Woran es wohl liegt, dass der Überdruss an den allgegenwärtigen Worthülsen des Politikbetriebs zunimmt? Auch Abstumpfung hat jedenfalls ihre Grenzen. Liegt es an den professionellen Einflüsterern von der Marketing-Front, der Unzahl von Öffentlichkeitsarbeiterinnen, die von der Politik beschäftigt werden? Oder daran, dass das Politikpersonal zunehmend unfähig ist, nuancenreich zu argumentieren?
Wir sollten uns hier aber vor Pauschalisierungen hüten, denn nicht alle Politiker sind in sprachlicher Hinsicht solch hoffnungslose Fälle wie Olaf Scholz, der sich angewöhnt hat, seine Platitüden auch noch durch längere Pausen zu dehnen. Ausnahmen sind Robert Habeck und Karl Lauterbach. Die finden nämlich oft genug originelle Formulierungen, die allerdings manchmal etwas gewagt klingen und prompt hämische Reaktionen zeitigen.
Bei der risikofreien Redeweise Franziska Giffeys ist man da besser aufgehoben. Sie weiß nämlich stets, „was die Menschen vor Ort bewegt“ und wer „ein gutes Gespür für die Leute“ hat.
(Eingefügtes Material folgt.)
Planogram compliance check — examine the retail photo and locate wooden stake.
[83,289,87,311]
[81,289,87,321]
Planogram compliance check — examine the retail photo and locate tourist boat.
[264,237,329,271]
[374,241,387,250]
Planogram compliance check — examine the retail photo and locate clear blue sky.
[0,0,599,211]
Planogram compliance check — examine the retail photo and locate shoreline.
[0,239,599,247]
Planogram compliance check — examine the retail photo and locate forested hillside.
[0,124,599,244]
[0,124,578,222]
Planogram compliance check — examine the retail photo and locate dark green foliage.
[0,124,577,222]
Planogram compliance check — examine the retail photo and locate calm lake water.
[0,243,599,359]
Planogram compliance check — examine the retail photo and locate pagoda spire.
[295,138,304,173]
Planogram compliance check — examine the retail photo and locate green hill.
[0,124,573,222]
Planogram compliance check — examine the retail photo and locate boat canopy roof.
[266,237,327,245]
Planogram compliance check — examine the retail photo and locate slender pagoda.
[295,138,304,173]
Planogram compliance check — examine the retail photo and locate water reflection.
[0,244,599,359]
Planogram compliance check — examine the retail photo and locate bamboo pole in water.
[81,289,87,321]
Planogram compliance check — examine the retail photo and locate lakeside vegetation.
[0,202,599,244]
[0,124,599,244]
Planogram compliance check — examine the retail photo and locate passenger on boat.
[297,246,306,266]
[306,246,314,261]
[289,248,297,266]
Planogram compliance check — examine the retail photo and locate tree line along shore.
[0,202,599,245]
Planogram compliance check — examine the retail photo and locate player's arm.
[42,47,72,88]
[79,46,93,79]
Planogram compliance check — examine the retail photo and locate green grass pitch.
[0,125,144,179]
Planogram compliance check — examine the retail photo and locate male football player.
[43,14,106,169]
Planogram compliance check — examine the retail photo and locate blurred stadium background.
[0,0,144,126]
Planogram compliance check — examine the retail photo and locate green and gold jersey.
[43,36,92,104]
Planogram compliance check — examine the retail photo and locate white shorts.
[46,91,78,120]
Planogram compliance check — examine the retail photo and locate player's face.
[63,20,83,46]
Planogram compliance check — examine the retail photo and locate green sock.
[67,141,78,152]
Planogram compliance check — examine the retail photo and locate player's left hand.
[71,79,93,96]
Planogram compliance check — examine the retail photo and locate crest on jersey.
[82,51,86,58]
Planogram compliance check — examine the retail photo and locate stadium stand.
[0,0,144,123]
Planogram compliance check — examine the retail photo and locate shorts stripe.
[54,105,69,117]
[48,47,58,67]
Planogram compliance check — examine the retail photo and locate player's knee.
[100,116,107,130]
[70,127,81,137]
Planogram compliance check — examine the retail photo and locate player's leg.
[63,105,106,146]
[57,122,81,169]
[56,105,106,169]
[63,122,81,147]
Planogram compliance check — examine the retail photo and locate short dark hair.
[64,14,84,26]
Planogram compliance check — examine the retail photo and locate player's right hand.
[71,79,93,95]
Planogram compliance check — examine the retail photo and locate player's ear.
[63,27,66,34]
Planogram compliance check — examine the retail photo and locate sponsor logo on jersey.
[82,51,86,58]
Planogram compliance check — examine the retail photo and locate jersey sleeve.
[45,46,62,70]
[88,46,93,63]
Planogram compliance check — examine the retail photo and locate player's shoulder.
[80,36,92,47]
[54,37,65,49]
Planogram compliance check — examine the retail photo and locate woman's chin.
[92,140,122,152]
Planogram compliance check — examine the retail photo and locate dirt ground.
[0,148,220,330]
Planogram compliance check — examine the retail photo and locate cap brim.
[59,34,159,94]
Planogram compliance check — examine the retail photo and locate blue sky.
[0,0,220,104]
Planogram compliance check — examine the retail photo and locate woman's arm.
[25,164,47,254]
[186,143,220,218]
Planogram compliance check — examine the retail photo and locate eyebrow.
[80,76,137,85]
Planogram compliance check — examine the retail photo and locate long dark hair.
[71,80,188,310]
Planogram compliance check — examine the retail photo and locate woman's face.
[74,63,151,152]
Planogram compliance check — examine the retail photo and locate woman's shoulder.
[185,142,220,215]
Und überhaupt ist ein kompletter „Neuanfang“ notwendig, befand sie kürzlich nach der Berliner Wahlschlappe. ’Neu’ ist ein unkaputtbarer Klassiker, auch wenn es kaum ein Wort gibt, dass mittlerweile so sinnentleert ist. Claudia Roth z.B. empfiehlt bezüglich ihrer Vorstellungen zur Förderung der Cinematographie, man müsse „den Film neu denken“. So what?
Kathrin Habenschaden ist die Fachfrau für Befreiungsschläge. Ob Stammstrecke, Paketposthalle oder Konzertsaal, die Münchner Vizebürgermeisterin schlägt stets einen „Befreiungsschlag“ vor, doch wovon man befreit werden soll, verrät sie nicht. Da ist Melanie Huml sanfter. Man müsse „mit den Menschen ins Gespräch kommen“, wünscht sich die Ministerin, wahlweise auch „auf sie zugehen“. Bitte nicht, möchte man da gerne einwenden.
Frau Wildermuth gibt sich mit dem lästigen Hier und Heute erst gar nicht ab, und das ist auch besser so, denn die Gegenwart der ARD ist ja hinreichend von Miss- und Vetternwirtschaft geprägt. Statt dessen wagt sie einen mutigen Blick in die Zukunft: „Es geht darum, wo wir sein wollen in 10 Jahren“. Bewährt ist diese Strategie, den Ausblick auf jenen Zeithorizont zu bemühen, in dem man selber nicht mehr nach den Ergebnissen der selbst gestellten Prognose befragt werden kann.
Mal schauen, aus welchem Phraseologie-Typus Chat GPT künftig schürfen wird. Vielleicht wird’s ja origineller. Aber wem droht dann die Arbeitslosigkeit? Übrigens halten wir bei dieser Aufzählung die Frauenquote nicht nur ein, sondern übertreffen sie bei weitem. Befund: bei den Allgemeinplätzen lassen sich die Frauen nicht lumpen, was die Männer können, beherrschen sie allemal.